我点了点头,说道:“但是,如果是大商人,大家都会认识的。 ”
“这个我已经为你们安排好了。 会有一个参商。 叫韩兴的,资料全部已经交给糜伟震,到时候,你协助他搜集资料。 如果有机会,你最好能接触到溥仪和他地太太们。 记住,一切都要小心。 ”戴笠说。
我点了点头。 答应了他。
时至今日,当我回想起那件事情时,我反问自己。 当初,究竟是为了救桑彦,还是因为自己喜欢这种刺激的感觉?这是一个没有答案的事情,也许,寻求刺激的冲动占了大部分。

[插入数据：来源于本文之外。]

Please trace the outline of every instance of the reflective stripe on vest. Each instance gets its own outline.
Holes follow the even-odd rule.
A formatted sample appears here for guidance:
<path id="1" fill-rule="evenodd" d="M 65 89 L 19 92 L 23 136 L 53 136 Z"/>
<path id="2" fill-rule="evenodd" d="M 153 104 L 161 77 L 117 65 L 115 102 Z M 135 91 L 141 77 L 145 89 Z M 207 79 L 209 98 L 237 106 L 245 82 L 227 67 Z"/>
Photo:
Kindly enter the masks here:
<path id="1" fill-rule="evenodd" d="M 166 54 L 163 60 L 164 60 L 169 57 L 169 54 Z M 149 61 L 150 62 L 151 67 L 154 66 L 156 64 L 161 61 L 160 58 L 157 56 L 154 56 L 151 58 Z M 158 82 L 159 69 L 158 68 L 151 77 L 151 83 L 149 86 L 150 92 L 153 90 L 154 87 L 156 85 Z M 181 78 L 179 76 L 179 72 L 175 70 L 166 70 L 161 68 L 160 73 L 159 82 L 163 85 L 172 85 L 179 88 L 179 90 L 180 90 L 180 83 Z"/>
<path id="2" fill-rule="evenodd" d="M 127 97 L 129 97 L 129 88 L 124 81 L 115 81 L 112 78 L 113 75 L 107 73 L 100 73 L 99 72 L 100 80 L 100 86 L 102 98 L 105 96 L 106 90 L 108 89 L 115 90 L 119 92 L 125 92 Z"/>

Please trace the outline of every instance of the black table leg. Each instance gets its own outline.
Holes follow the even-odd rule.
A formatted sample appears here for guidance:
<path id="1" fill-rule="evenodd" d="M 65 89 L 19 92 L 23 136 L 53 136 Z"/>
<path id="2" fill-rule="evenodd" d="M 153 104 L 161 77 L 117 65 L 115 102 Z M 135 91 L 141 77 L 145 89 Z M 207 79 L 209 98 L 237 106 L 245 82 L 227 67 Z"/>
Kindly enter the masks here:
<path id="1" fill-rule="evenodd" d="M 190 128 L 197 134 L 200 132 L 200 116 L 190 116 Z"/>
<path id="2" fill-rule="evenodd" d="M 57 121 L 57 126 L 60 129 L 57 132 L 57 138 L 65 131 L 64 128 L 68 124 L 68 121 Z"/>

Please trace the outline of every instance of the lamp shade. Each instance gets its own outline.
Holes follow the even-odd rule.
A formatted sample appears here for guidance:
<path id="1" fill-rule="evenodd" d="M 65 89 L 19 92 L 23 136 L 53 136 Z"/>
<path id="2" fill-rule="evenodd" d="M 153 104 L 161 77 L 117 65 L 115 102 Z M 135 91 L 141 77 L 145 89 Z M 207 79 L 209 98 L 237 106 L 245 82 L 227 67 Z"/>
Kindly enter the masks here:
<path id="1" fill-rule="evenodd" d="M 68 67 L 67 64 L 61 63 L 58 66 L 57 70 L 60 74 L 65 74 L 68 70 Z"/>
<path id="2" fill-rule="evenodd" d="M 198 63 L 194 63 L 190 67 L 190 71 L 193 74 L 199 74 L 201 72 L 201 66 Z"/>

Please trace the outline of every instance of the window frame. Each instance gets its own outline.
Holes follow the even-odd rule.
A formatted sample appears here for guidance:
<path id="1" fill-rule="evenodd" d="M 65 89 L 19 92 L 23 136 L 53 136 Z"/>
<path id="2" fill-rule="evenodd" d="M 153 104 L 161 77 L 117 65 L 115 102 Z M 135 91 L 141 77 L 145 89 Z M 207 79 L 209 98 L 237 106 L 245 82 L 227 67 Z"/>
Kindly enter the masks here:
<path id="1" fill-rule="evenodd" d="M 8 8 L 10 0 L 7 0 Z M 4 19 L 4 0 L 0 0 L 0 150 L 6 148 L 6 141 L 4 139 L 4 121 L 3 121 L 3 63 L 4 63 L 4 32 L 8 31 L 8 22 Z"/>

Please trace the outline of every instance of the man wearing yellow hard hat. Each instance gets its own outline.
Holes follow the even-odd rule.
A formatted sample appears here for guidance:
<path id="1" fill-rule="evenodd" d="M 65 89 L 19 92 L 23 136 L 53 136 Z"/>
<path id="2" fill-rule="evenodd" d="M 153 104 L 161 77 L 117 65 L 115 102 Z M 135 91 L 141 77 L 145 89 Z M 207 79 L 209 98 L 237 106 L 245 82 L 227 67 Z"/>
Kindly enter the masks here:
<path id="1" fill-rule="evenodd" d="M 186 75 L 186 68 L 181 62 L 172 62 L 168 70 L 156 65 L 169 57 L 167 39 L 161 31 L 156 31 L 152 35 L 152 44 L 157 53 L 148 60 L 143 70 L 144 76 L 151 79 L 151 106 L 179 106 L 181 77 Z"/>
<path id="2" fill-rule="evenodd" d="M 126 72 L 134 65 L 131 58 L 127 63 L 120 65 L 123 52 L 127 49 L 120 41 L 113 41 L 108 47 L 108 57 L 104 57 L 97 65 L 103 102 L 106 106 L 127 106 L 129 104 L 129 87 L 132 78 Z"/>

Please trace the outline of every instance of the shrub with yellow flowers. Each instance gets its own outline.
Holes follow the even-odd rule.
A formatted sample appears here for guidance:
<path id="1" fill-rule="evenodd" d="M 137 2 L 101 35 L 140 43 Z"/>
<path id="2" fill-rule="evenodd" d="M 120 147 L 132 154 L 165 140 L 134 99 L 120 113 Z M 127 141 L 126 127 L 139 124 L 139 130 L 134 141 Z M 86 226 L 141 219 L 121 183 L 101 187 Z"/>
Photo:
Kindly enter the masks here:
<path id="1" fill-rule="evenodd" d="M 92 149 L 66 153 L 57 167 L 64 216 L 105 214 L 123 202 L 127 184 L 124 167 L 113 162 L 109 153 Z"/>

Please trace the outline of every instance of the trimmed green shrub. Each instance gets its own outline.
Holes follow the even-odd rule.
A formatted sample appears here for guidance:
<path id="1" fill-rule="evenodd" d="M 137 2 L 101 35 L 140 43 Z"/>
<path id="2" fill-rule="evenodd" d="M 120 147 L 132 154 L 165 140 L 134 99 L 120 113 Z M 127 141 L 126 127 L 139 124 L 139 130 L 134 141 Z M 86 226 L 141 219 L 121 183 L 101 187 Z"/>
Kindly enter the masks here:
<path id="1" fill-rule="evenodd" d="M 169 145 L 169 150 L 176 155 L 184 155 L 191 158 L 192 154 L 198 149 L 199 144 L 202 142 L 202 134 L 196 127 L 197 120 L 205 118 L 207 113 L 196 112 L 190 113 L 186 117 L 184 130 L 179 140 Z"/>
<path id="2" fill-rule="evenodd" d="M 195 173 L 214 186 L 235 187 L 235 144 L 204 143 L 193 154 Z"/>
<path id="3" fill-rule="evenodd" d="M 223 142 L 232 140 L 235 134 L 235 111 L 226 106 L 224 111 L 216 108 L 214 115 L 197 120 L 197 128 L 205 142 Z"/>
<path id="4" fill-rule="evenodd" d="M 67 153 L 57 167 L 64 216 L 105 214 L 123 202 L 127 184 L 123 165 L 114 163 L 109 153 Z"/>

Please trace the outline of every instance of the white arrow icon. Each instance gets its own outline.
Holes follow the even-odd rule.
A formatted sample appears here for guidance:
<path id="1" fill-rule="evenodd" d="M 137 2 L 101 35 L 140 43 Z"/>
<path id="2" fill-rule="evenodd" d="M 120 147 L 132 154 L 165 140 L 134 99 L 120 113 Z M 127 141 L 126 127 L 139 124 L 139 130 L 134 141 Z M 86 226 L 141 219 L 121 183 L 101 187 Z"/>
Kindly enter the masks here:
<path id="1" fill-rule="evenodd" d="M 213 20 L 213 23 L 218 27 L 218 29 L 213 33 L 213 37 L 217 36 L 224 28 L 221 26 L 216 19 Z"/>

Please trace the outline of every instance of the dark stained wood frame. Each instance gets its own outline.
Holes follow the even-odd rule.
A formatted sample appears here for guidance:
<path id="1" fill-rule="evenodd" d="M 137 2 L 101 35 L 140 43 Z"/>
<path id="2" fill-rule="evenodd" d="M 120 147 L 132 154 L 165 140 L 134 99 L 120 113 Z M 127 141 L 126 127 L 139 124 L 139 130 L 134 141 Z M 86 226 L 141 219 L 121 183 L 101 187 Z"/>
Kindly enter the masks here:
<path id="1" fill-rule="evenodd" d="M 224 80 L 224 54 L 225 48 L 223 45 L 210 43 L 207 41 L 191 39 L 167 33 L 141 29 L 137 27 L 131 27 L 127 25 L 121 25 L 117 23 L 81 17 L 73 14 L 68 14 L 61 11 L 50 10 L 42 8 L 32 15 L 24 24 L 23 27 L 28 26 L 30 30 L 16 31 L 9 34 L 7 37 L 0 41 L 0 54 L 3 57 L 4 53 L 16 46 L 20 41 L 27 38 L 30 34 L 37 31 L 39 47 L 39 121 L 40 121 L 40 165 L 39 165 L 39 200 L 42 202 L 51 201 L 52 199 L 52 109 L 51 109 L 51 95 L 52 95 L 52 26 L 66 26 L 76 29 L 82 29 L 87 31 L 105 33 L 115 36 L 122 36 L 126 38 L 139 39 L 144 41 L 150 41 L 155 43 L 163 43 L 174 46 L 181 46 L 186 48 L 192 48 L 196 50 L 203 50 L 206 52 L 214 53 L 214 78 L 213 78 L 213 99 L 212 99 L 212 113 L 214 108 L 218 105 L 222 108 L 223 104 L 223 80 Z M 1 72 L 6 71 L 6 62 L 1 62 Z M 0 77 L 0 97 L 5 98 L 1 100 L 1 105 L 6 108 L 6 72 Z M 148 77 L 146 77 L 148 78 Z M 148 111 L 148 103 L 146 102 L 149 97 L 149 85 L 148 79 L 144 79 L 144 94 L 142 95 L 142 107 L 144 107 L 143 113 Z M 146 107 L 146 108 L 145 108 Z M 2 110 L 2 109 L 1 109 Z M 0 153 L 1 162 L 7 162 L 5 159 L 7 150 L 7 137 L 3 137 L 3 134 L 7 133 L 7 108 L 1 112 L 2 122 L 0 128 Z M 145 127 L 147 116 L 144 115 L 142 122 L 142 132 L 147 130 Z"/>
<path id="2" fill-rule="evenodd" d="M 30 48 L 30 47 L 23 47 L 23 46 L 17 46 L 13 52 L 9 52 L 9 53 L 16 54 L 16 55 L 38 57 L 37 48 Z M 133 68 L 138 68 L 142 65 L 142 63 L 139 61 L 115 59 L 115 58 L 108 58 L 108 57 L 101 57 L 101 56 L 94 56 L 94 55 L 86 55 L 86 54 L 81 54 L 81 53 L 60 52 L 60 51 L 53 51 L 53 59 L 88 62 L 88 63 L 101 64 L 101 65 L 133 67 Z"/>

每当我想起拖着受伤的糜伟震,在雪地里走了三天,身上就忍不住的打个冷战。 那种感觉,还真是让人恐惧和难忘。
未来。 是一张巨大而苍白的网。 用它看似无力的感觉网住了人们地迷惘、恐惧与追求。
答应了戴笠的条件,我就这样被无罪释放了。
大摇大摆的走出陆军监狱。 我深深的吸了一口气。 十月的空气,清冷而新鲜。 让我想起多年以前,我跪在家中的小园里,帮父亲熬药。
难闻地苦味侵蚀着狭小的院子以及十月天空中独有的悲怆。 我抬起了头,有鸽子飞过,清脆的鸽哨声刮过宁静的天空。 我猜想,这个天空,也该有大雁飞过吧。
多美的天空,湛蓝湛蓝的,干净的都没有了味道。 太阳也隐藏在这种无味的环境中,没有了声息。 好像人一样,悄无声息的来,悄无声息地走,悄无声息地不引起别人的注意,而我呢?也会很快地埋没在日子的悄无声息中吧?
想到自己,我哭了。
那天,没有人来接我。 我不知道应该去哪里,我转过头去,是两个哨兵木然的脸。 陆军监狱自然不能回去。 那我能去哪里呢?
在这个世界里,我是个孤魂,没有人知道、没有人关注,更加不会有人试图了解。
我在自己的世界里,忘了自己。
谁能猜到呢,我回到了张勒抑的家。 我想亲眼看看他破落的样子,带着复仇的心里,很快让我的脸上lou出了笑容。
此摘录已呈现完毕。